Robert Peston’s blog gives some interesting insight into the ongoing discussions between Lloyds Banking Group and Co-Op about the sale of the so-called “Verde” branches and accounts.
It’s well worth a read (after you’ve finished here of course) but in short he suggests that Co-Op would become such a big banking institution that the regulatory requirements present a fundamental challenge to the business as a whole – one they may well walk away from.
So would it be a bad thing if that deal fell through? Aside from giving the big chiefs at Lloyds a bit of a headache, I’m not sure it would.
One of the arguments in favour is that adding Verde to the existing Co-Op would create a genuine potential rival to the big high street banks – and that can only be good for competition. But at the risk of being simplistic, it’s not actually creating anything at all. To be sure Co-Op would have far greater exposure through the branches and become a more powerful institution, and the economies of scale could perhaps allow more attractive pricing, which would be good for consumers.
But by the same token Co-Op is already a presence in the banking sector and, if mortgages are anything to go by, already price very competitively – certainly they’ve had many more best buy products of late than, say, Lloyds or Barclays. It’s hard to imagine they would sacrifice extra profit to cut rates further. The Verde acquisition would give them a boost to the top tier, of financial institutions, but would not necessarily add anything new to the market as a whole.

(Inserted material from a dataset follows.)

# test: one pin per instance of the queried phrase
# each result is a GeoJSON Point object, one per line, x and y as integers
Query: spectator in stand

If not Co-Op, who? The two most likely alternatives (according to RP anyway) are a standalone floatation, or a sale to NBNK (who have reportedly put in a revised bid). In either case a truly new institution would be created and therefore increase competition in the market to the tune of one.
Yes it would be of a smaller scale, but really the relevance of that is largely down to the consumer. Again let’s look at mortgages, where small can very often be beautiful. It’s something I’ve already talked about at some length – and there are some cracking deals around from the likes of Melton Mowbray, National Counties and Market Harborough at the moment.
The size of an institution rarely denotes the quality of its offering in any walk of life (let’s reflect on the words “British Airways” and “luggage” for a moment), but it’s down to us as consumers to decide whether we let a big name outweigh other considerations. Personally speaking I was pleased that Northern Rock remained an independent institution through Virgin Money, rather than it being incorporated into an existing bank or building society. In a similar vein I don’t think we should be sorry if Verde became a new bank in its own right.
Competition is best served, I suspect, by more players rather than bigger ones – but only if we treat them equally.